Es ist frustrierend festzustellen, daß es wirklich schwer ist. Die Medien schlucken meist brav die Kreide, die ihnen von der Politik zugeworfen wird. Und die meisten Bürger (nicht nur die Riege der Bildzeitungsleser, wobei allein dies schon rund 11,5 Millionen Leute sind) übernehmen das ganze anstandslos - es reicht nur ein populäres Beispiel hier, ein Fall mit "hartem Durchgreifen" dort, um den Leuten ein Nicken zu entlocken, wenn sie um Zustimmung für schärfere Sicherheitsmaßnahmen gefragt werden.
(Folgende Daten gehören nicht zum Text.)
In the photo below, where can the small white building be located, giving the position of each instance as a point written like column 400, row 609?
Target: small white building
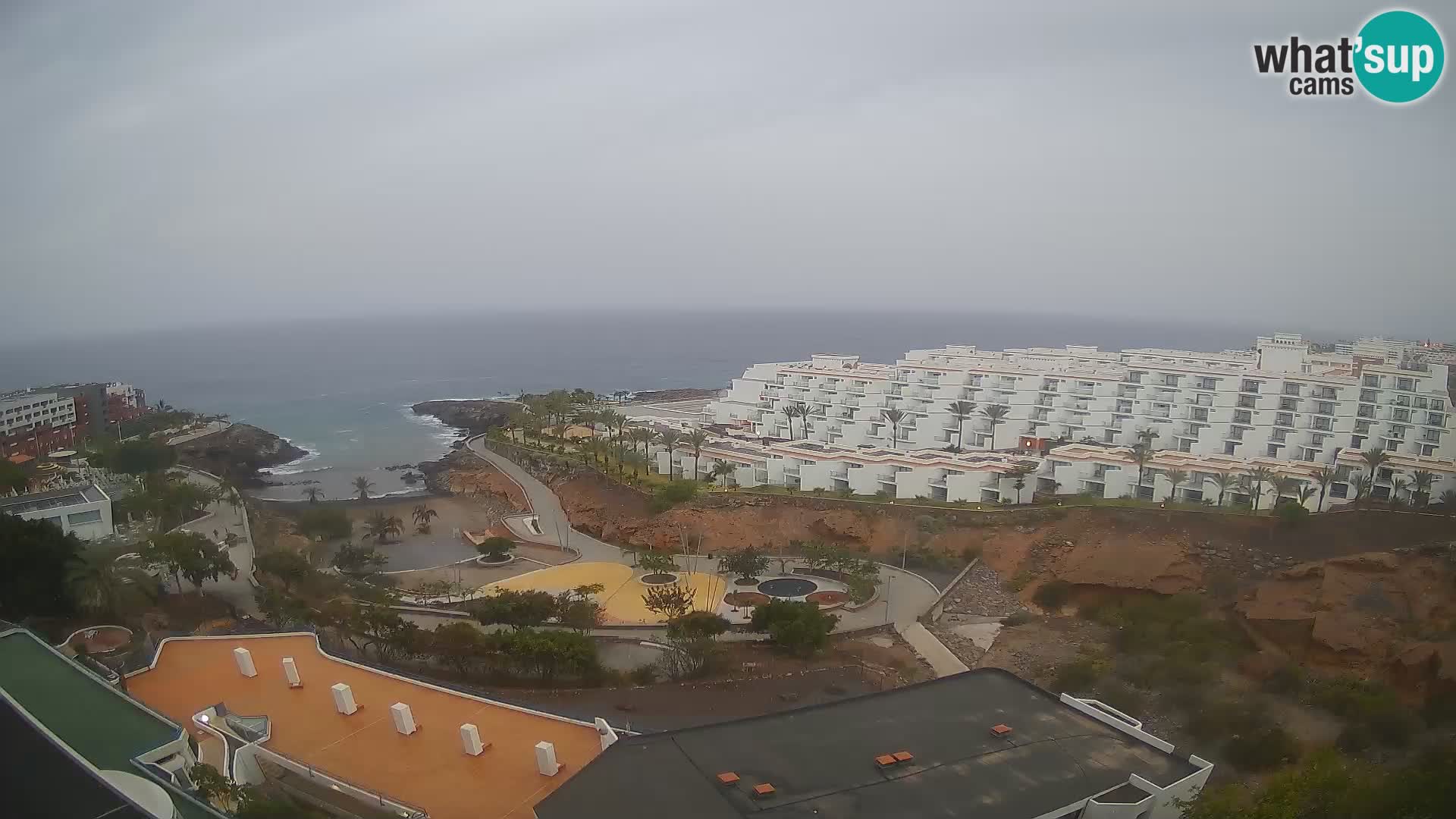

Sogar größere Aktionen wie die Demo "Freiheit statt Angst" gehen mit wenig Medienecho vorüber. Und selbst wenn sich viele Leute über Herrn Schäuble und seine Pläne aufregen: Ihn abzuwählen ist nahezu unmöglich, dazu müßte die CDU in Baden-Württemberg unter die 5%-Hürde fallen.
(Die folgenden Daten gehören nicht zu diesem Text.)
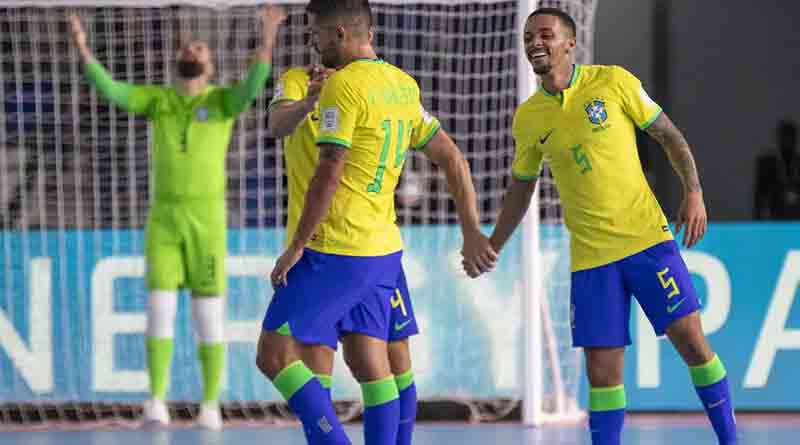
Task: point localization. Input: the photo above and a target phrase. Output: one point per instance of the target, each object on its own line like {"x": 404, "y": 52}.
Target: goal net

Aber vielleicht bin ich mit meinem Frust nicht alleine. Andere mögen sich über andere Probleme echauffieren, doch in Summe sind laut einer aktuellen Umfrage die Mehrheit der Deutschen unzufrieden mit unserer Demokratie (der niedrigste Wert, der jemals in dieser Umfrageserie erfaßt wurde). Meiner Meinung nach ist dies eine sehr gefährliche Situation, bietet sie doch guten Nährboden für Extremisten.
Wenn schon alle anderen Aktionen nichts bringen: Vielleicht erkennen unsere Politiker dieses (historisch belegte) Warnsignal - und handeln entsprechend.